At 701 Restaurant & Bar in Washington, D.C., Executive Chef Benjamin Lambert serves bone marrow with mole, short rib and preserved lemon. “I adapted the mole recipe from a Mexican chef. I mix it into the short ribs,” he says. “The smokiness of the mole gives you a lot of opportunity across the menu. It’s complex and versatile.” His mole combines ingredients like ginger, raisins, dates, peanuts, thyme, aji amarillo and chipotle.
Mezcal, that smoky, sexy cousin of tequila, is another Mexican ingredient that has broken free of the postcard personality, leaving the worm out of its modern moves and making big flavor plays on modern cocktail menus. It has a great narrative, telling stories from Mexican villages about origin and tradition. At Oak at Fourteenth in Boulder, Colo., Bryan Dayton serves Oaxacan Breakfast, a cocktail made with Oak Suerte, Vida Mezcal, H&G Oloroso Sherry, Angostura syrup and cold-brew coffee. Jacques Bezuidenhout, master mixologist for the Kimpton Group, makes a Maguey Sour, combining mezcal, Bénédictine, fresh lemon juice, orgeat, egg white and nutmeg.

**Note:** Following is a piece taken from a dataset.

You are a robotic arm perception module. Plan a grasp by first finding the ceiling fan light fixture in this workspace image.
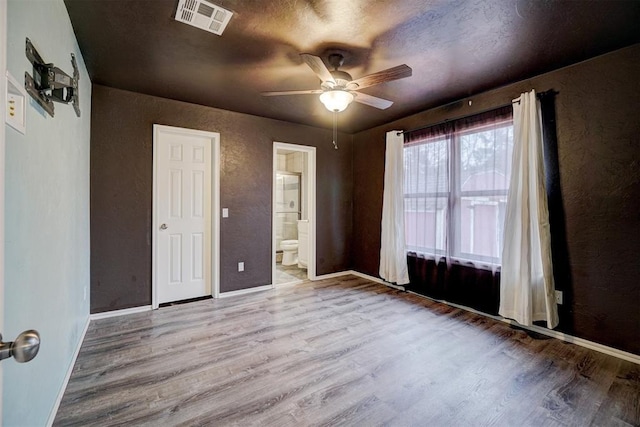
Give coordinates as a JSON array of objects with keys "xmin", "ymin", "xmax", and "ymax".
[{"xmin": 319, "ymin": 90, "xmax": 354, "ymax": 112}]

We have only just begun to explore the wonders of Mexican ingredients. With today’s diner always looking around the next corner, perhaps the most exciting trend lies just over the border.
The Mexican French Dip
By Gerry Ludwig
One of the most delicious sandwich treatments in Mexican cuisine is the Guadalajaran “ahogada,” where a torta sandwich is generously “drowned” in a spicy chile de árbol sauce (see photo above). Since a sauce-covered sandwich is a bit messier than most restaurant patrons enjoy, one solution is to cut the torta in half, skewer the halves and set them cut-side down in a shallow bowl of the sauce, creating a Mexican twist on the French Dip.
Another option is to serve the sandwich “pambazo style,” brushing the roll with the chile sauce and then placing it in a hot oven to slightly dry and set the sauce on the roll before building the sandwich. This treatment may still leave the fingers a bit sticky, but nothing an extra napkin or two won’t remedy.